[There was a Canadian soldier who signed up to fight in World War One. To get to the lovely trenches he had to take a train all the way across Canada. The train stopped at a station in Winnipeg where somebody had a bear cub for sale so the soldier bought it and named it Winnie because it was purchased in Winnipeg. The bear travelled all the way to England, by which time it had become a regimental mascot. However it was deemed unsuitable for frontline combat, so it was left at London Zoo where it was a big attraction under the name Winnie the Bear. A.A. Milne took his son to see it, but his son couldn't pronounce bear and called it Winnie the Pooh instead.]

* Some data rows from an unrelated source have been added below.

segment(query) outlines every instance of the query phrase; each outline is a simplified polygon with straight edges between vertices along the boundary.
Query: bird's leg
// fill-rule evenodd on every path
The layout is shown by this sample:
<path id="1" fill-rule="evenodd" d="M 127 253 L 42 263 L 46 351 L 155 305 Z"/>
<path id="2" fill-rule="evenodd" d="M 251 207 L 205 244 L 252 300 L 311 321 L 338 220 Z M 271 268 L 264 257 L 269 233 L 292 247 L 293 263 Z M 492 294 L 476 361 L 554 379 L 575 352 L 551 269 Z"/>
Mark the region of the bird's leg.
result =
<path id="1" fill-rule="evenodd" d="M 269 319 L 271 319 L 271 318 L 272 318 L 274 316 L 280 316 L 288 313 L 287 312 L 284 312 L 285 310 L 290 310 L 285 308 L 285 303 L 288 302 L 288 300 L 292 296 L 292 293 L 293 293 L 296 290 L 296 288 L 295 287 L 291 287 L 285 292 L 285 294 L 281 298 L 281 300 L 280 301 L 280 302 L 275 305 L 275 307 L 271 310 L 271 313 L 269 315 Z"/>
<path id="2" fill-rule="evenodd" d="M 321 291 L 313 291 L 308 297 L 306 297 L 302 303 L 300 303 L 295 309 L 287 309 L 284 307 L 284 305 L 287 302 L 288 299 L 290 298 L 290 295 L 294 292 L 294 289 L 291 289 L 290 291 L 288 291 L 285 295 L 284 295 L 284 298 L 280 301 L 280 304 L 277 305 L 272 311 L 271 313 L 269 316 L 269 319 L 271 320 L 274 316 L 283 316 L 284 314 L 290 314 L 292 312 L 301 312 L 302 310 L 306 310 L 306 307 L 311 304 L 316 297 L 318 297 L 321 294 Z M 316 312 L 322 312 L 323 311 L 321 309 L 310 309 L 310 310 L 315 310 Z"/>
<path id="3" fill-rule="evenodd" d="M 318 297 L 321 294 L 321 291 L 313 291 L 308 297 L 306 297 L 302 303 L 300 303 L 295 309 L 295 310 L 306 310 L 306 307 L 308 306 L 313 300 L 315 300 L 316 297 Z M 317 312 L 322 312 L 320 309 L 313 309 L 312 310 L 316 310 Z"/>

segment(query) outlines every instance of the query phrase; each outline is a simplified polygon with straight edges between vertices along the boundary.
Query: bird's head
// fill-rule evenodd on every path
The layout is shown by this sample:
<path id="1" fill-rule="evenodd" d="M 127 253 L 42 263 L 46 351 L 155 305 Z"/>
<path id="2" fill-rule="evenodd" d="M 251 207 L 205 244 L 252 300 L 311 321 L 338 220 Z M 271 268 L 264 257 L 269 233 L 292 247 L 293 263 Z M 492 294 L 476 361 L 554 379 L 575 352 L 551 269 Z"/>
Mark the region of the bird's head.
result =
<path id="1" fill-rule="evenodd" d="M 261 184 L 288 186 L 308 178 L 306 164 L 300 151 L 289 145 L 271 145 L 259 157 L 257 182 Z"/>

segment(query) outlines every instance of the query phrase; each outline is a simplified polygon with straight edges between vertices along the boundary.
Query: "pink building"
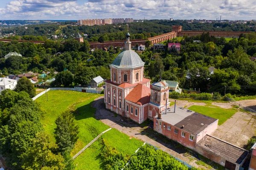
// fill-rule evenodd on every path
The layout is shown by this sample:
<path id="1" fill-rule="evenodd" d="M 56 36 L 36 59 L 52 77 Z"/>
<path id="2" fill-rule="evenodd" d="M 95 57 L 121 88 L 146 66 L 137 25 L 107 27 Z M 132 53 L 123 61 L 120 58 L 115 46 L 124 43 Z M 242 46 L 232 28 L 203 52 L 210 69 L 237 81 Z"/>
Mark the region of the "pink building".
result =
<path id="1" fill-rule="evenodd" d="M 177 51 L 180 50 L 180 43 L 168 43 L 168 48 L 169 50 L 172 49 L 176 49 Z"/>
<path id="2" fill-rule="evenodd" d="M 111 78 L 105 81 L 106 108 L 140 124 L 169 108 L 168 84 L 159 82 L 152 84 L 144 78 L 144 63 L 131 49 L 130 34 L 126 34 L 125 50 L 109 66 Z"/>
<path id="3" fill-rule="evenodd" d="M 218 127 L 218 120 L 181 107 L 163 110 L 155 116 L 154 130 L 191 149 Z"/>

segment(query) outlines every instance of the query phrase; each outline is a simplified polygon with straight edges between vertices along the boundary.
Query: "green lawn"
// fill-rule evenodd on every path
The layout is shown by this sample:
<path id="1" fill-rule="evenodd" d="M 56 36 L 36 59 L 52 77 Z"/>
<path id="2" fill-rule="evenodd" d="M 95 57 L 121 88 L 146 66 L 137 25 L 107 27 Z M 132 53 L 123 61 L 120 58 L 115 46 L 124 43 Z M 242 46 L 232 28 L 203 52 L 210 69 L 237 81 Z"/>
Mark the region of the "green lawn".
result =
<path id="1" fill-rule="evenodd" d="M 56 118 L 62 112 L 69 108 L 75 111 L 75 116 L 79 127 L 79 139 L 71 152 L 72 156 L 100 133 L 110 128 L 93 118 L 96 109 L 93 108 L 91 104 L 100 95 L 59 90 L 50 91 L 48 95 L 48 101 L 44 95 L 38 98 L 36 101 L 45 112 L 42 123 L 52 142 L 55 141 L 53 133 L 56 127 Z M 76 165 L 77 170 L 105 169 L 105 164 L 100 155 L 103 147 L 102 138 L 109 146 L 130 155 L 143 143 L 133 138 L 129 139 L 129 136 L 116 129 L 112 129 L 75 159 L 74 164 Z"/>
<path id="2" fill-rule="evenodd" d="M 229 42 L 230 40 L 233 39 L 233 38 L 225 38 L 227 42 Z"/>
<path id="3" fill-rule="evenodd" d="M 226 109 L 195 105 L 192 106 L 188 109 L 218 119 L 219 125 L 225 122 L 237 111 L 237 109 L 234 108 Z"/>

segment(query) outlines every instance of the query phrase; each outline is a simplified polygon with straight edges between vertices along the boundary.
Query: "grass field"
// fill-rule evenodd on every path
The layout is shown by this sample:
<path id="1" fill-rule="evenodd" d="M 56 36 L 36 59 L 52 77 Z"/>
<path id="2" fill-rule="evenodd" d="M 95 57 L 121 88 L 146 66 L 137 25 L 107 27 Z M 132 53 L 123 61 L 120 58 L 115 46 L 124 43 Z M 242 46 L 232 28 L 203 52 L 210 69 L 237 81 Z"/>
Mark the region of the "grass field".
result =
<path id="1" fill-rule="evenodd" d="M 226 109 L 195 105 L 192 106 L 188 109 L 218 119 L 219 125 L 225 122 L 237 111 L 237 110 L 234 108 Z"/>
<path id="2" fill-rule="evenodd" d="M 227 42 L 229 42 L 230 40 L 233 39 L 233 38 L 225 38 Z"/>
<path id="3" fill-rule="evenodd" d="M 48 101 L 43 95 L 36 100 L 45 112 L 42 120 L 45 131 L 55 142 L 55 121 L 61 113 L 68 108 L 75 111 L 76 123 L 79 127 L 79 139 L 71 152 L 73 156 L 94 138 L 110 127 L 95 119 L 93 115 L 96 109 L 91 107 L 94 99 L 100 95 L 82 93 L 71 91 L 52 90 L 48 93 Z M 105 164 L 100 155 L 104 138 L 108 145 L 125 154 L 131 155 L 142 144 L 141 141 L 112 129 L 104 134 L 74 161 L 76 170 L 105 169 Z"/>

There's a bit in Lord Of The Rings where one of them (I think Sam) gets almost eaten by a tree. Possibly related: Ariel in The Tempest was imprisoned inside a pine
[Sycorax] did confine thee,
By help of her more potent ministers
And in her most unmitigable rage,
Into a cloven pine; within which rift
Imprison'd thou didst painfully remain
A dozen years; within which space she died
And left thee there; where thou didst vent thy groans
As fast as mill-wheels strike.
A suffering that Prospero threatens to revive:
If thou more murmur'st, I will rend an oak
And peg thee in his knotty entrails till
Thou hast howl'd away twelve winters.
I don't wish to get overly psychoanalytical about this because I'm jung and easily freudened*, but can anybody think of other occassions where people are living or imprisoned inside trees, especially in children's books? It seems to be significant to the infantile mind. Here, for example, is the view from inside the hollow tree I loved to play in as a child.
*James Joyce, whose pun that was, was immensely proud that his name was the same as Freud's which, in German, means Joy (ce). That's why Beethoven's Ode To Joy was lots of people singing freude.